If mankind were to survive as a civilized society, it would only be possible established on a sense of right and wrong founded on the principle of justice. So the Father took the most serious of human offenses, murder, to lay a foundation of justice from which all other lesser offenses could be patterned (a just penalty commensurate to the offense).
God’s reasoning is when a man takes another man’s life without justification; he is destroying the image of God in another person needlessly, and justly forfeits the right to continue bearing that image himself. And He tasked mankind with the prosecution of justice, “by man his blood shall be shed.”

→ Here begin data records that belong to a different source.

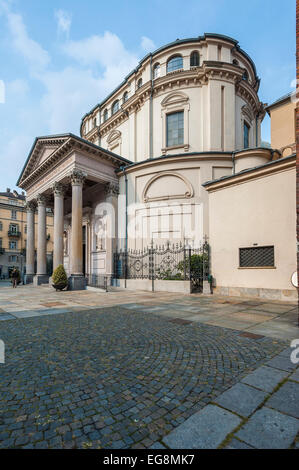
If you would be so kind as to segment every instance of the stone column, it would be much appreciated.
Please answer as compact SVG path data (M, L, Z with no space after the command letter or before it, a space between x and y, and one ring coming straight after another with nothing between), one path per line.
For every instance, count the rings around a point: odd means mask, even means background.
M108 285L111 285L114 271L114 253L117 250L117 220L119 186L108 183L105 187L107 207L107 236L106 236L106 274Z
M64 187L61 183L54 183L54 253L53 271L63 264L63 232L64 232Z
M69 288L82 290L86 287L83 276L83 246L82 246L82 205L83 183L85 175L81 170L73 170L71 174L72 184L72 239L71 239L71 277Z
M46 197L39 194L37 197L37 272L33 282L36 286L47 284L47 228L46 228Z
M25 284L33 282L34 276L34 255L35 255L35 204L33 201L27 202L27 240L26 240L26 276Z

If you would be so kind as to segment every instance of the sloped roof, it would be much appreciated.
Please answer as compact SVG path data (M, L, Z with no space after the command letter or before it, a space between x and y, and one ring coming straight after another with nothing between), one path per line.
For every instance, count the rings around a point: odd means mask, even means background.
M58 151L63 152L65 151L64 147L67 145L75 145L76 143L85 148L89 148L98 152L104 158L113 161L119 167L132 163L130 160L127 160L126 158L121 157L116 153L110 152L109 150L103 149L102 147L99 147L98 145L93 144L92 142L89 142L88 140L72 133L36 137L17 181L17 186L20 186L20 184L37 169L37 166L42 166L37 164L41 155L41 151L45 146L51 145L53 147L53 152L50 152L45 161L42 162L47 164L52 158L55 157L55 154L57 155Z

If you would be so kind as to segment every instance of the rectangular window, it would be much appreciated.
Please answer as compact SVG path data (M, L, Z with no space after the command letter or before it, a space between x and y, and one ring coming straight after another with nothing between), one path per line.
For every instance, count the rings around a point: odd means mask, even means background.
M14 240L11 240L11 241L9 242L9 249L10 249L10 250L16 250L16 249L17 249L17 242L14 241Z
M11 218L14 219L14 220L16 220L16 218L17 218L17 211L15 211L15 210L12 210L12 211L11 211Z
M167 147L184 144L184 111L167 114L166 134Z
M24 233L27 233L27 225L25 225Z
M18 261L18 257L16 255L11 255L11 256L8 257L8 261L10 263L14 263L14 262Z
M18 231L18 226L16 224L10 224L9 230L13 233L17 233Z
M274 267L274 246L240 248L240 268Z
M2 229L3 229L3 225L2 225L2 222L0 222L0 231L2 232Z
M2 248L2 238L0 238L0 248Z
M249 129L248 124L244 122L244 149L248 149L249 147Z

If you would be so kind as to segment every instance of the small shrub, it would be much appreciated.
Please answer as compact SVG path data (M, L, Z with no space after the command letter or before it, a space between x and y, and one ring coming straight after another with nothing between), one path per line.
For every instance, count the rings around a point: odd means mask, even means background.
M67 286L67 275L62 264L59 264L52 275L53 284Z

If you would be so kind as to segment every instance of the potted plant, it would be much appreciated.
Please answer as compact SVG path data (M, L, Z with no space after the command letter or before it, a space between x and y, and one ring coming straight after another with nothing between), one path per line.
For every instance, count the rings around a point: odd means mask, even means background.
M57 268L54 270L52 275L52 282L52 286L54 289L56 289L56 291L63 290L67 287L67 275L62 264L59 264L59 266L57 266Z

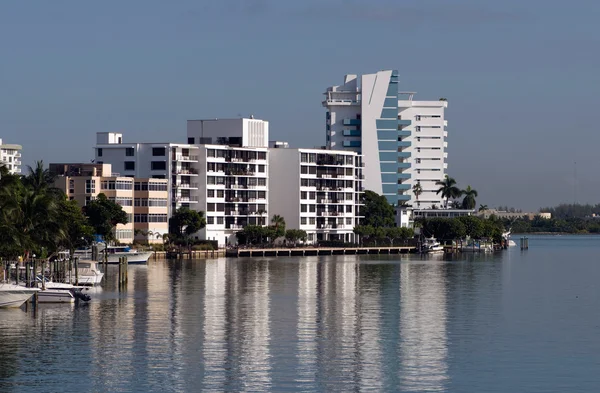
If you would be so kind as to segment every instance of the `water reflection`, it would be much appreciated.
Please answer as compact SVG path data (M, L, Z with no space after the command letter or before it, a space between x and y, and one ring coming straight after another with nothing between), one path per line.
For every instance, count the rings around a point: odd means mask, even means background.
M204 390L223 391L226 381L226 289L224 260L207 261L204 283Z
M315 390L317 374L317 267L318 263L309 261L298 264L298 323L297 386L306 390Z
M409 391L442 391L448 380L444 266L401 266L399 377Z
M109 274L88 306L16 310L12 320L0 312L0 387L31 374L40 375L38 388L65 391L444 390L448 265L405 262L340 256L130 267L125 290ZM40 345L53 351L53 376L23 362Z

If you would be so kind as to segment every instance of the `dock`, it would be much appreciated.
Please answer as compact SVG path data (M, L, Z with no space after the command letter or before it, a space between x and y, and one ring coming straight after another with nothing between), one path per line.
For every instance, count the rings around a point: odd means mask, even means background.
M356 247L356 248L231 248L226 251L227 257L292 257L318 255L359 255L359 254L408 254L415 252L416 247Z

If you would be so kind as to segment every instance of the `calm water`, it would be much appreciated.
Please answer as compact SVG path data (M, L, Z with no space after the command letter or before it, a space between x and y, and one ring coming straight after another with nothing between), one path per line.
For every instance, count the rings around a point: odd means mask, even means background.
M0 310L0 392L600 391L600 237L114 273L88 305Z

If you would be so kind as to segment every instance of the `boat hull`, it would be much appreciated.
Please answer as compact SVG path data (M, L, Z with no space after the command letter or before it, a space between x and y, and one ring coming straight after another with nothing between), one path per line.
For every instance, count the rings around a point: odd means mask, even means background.
M35 288L23 288L18 285L0 284L0 308L21 307L34 293Z
M38 293L38 303L75 303L75 296L64 289L45 289Z
M148 262L148 259L152 256L152 252L123 252L108 254L108 263L111 265L118 264L119 258L126 257L127 263L130 265L144 264Z

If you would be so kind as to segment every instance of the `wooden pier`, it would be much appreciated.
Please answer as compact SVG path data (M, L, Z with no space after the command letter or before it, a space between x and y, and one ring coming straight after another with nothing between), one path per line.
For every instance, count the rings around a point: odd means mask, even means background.
M226 251L227 257L292 257L315 255L360 255L360 254L408 254L416 247L356 247L356 248L232 248Z

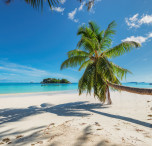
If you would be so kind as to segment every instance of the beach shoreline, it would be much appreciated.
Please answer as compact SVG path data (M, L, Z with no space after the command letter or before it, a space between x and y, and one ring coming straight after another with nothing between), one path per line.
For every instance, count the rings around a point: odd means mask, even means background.
M111 92L112 105L78 93L0 97L0 143L9 145L151 145L152 97Z
M61 93L72 93L72 92L77 92L77 89L71 89L71 90L59 90L59 91L46 91L46 92L24 92L24 93L5 93L5 94L0 94L1 97L6 97L6 96L24 96L24 95L40 95L40 94L61 94Z

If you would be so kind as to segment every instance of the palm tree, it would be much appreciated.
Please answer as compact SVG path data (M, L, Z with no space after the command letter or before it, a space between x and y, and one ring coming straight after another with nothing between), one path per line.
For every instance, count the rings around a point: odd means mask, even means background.
M110 48L111 37L115 34L115 26L114 21L108 25L105 31L100 31L94 22L89 22L89 27L81 26L77 32L77 35L81 36L77 49L69 51L68 59L61 65L61 69L80 66L80 71L85 68L78 83L79 94L84 91L91 94L93 90L95 97L103 103L107 99L109 104L112 103L109 86L138 94L152 94L152 90L150 92L145 89L139 91L137 88L121 86L120 80L131 72L114 64L110 59L123 55L139 47L140 44L134 41L126 41Z

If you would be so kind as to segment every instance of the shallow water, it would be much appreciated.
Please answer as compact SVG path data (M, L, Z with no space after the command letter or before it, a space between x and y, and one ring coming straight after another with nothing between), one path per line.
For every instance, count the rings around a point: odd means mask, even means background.
M0 83L0 94L76 90L78 84Z
M123 83L125 86L152 88L149 83ZM0 94L77 90L78 84L0 83Z

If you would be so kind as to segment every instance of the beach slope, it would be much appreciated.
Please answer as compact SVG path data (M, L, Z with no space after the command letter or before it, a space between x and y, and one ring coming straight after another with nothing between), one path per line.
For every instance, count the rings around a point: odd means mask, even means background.
M0 144L151 146L152 96L112 92L112 105L58 92L0 95Z

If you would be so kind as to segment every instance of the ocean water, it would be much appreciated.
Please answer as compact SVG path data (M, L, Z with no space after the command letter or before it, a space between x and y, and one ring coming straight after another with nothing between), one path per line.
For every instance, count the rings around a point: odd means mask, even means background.
M78 84L0 83L0 94L77 90Z
M152 88L149 83L123 83L125 86ZM0 94L77 90L78 84L0 83Z
M152 83L145 83L145 82L128 82L123 83L124 86L130 86L130 87L137 87L137 88L152 88Z

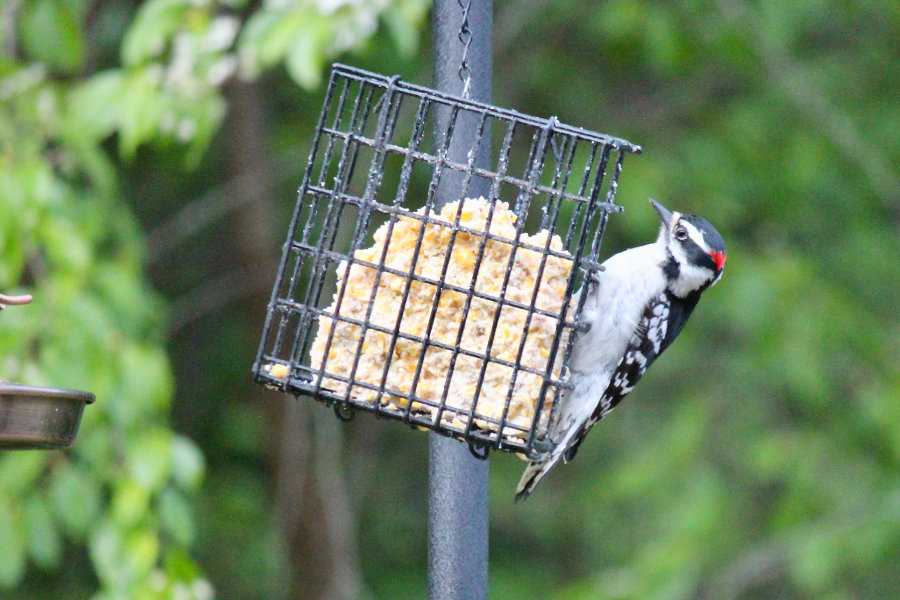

God initiated capital punishment as a just penalty when a man murders the dignity of another. That is clear from the wording of Genesis 6:9. God did not institute the death penalty as a deterrent; He did so to establish societal justice. If society forsakes the practice of justice we may find ourselves sliding down a very slippery slope to the precipice of anarchy. Nothing so inclines people to take the law into their own hands as a legal system that refuses to administer justice.